Regular citizens can be excused for feeling great joy at the shattering fall from grace of people who derive pleasure from this kind of subservience. Retribution or karma is a very comforting concept, if only it came true more often.  Warren Anderson just died at 92, after spending the last decade in a beach side retirement home with a wife who baked Swedish bread. He’s held responsible for the 10,000 deaths in Bhopal but his biggest problem was insomnia.

Beig’s case, however, has turned out to be deliciously karmic — and more glee, he’s been shot in the hip by his own son. It’s enough to make one believe in divine justice and consider, that  maybe occasionally, the universe does actually conspire to give people their due. In the same lifetime. All the aggravating cliches that never come true (Reap what you sow, what goes around comes around) have this time, and triggered an avalanche of contempt. Ironically enough, in one day the DIG has gone from not tying his shoelaces, to having shoes hurled at him from every direction.

What’s fascinating to note in this entire incident is the ease with which Tony wears his entitlement. It’s just another day for him in paradise, where his dad calls the shots and everybody else obediently falls in line.  The changes sweeping India have entirely escaped him (point to note, those changes are clearly not as prevalent in smaller towns), where the laal batti culture continues unabated. But in a rare twist of fate he’s been outed as a vile and shallow caricature of a villain from a ’70s Hindi movie — that most tired of cliches — bade baap ka bigdaa hua beta. Only, this is still reality in 2014.

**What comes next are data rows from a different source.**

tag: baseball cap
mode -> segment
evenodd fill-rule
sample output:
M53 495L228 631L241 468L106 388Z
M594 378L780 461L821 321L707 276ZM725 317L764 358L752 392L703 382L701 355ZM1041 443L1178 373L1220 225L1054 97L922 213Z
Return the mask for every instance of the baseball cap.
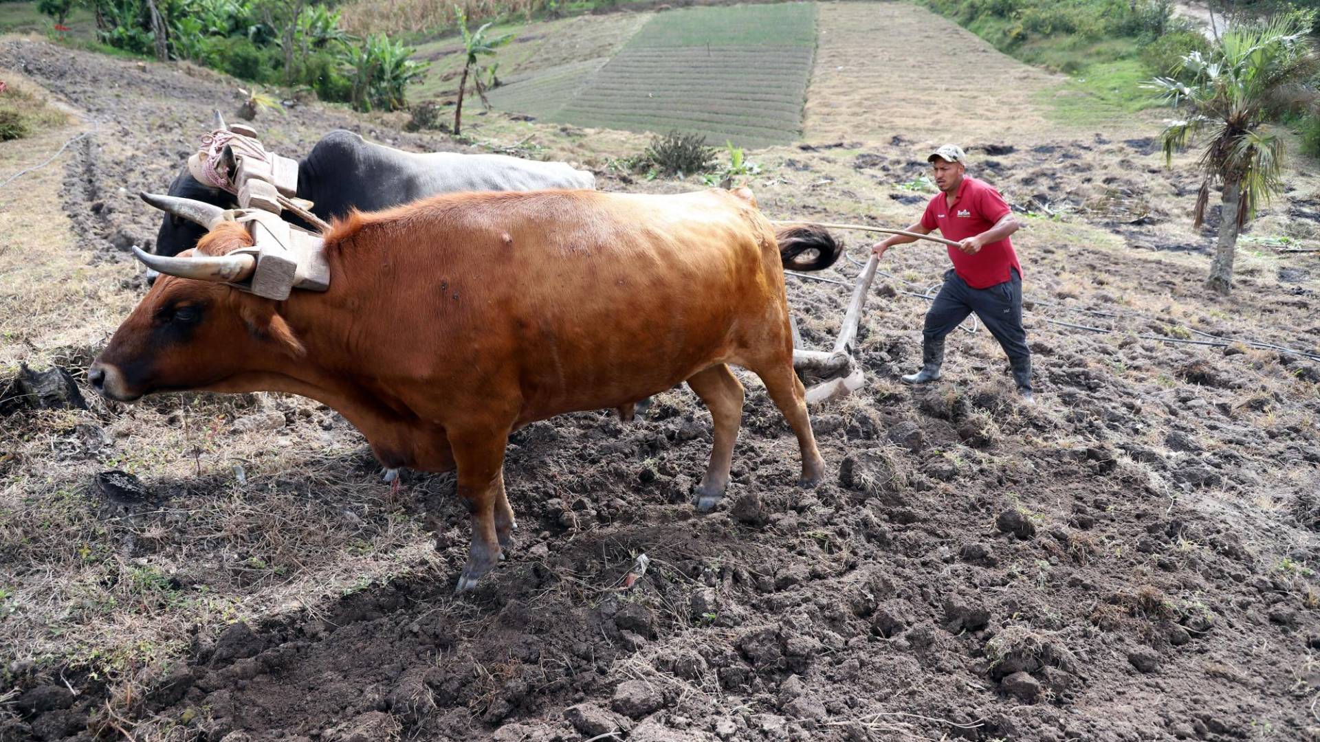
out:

The rich and powerful simply care less about everybody around them, because they don’t have to. With the grinding poverty all of us are exposed to in India, we’ve lost the ability to see ourselves in a less advantaged person’s shoes. Metaphors like ‘turning a blind eye’ came about because they suggest, rather correctly, the social distances between people. Sure, you can’t fault someone for being rich. China has its little emperors, New York, it’s pampered flamboyant princesses of the Upper East Side, immortalised by Gossip Girl. It’s relative, and we are all higher or lower in different interactions. It’s how we behave despite that, that reveals who we are.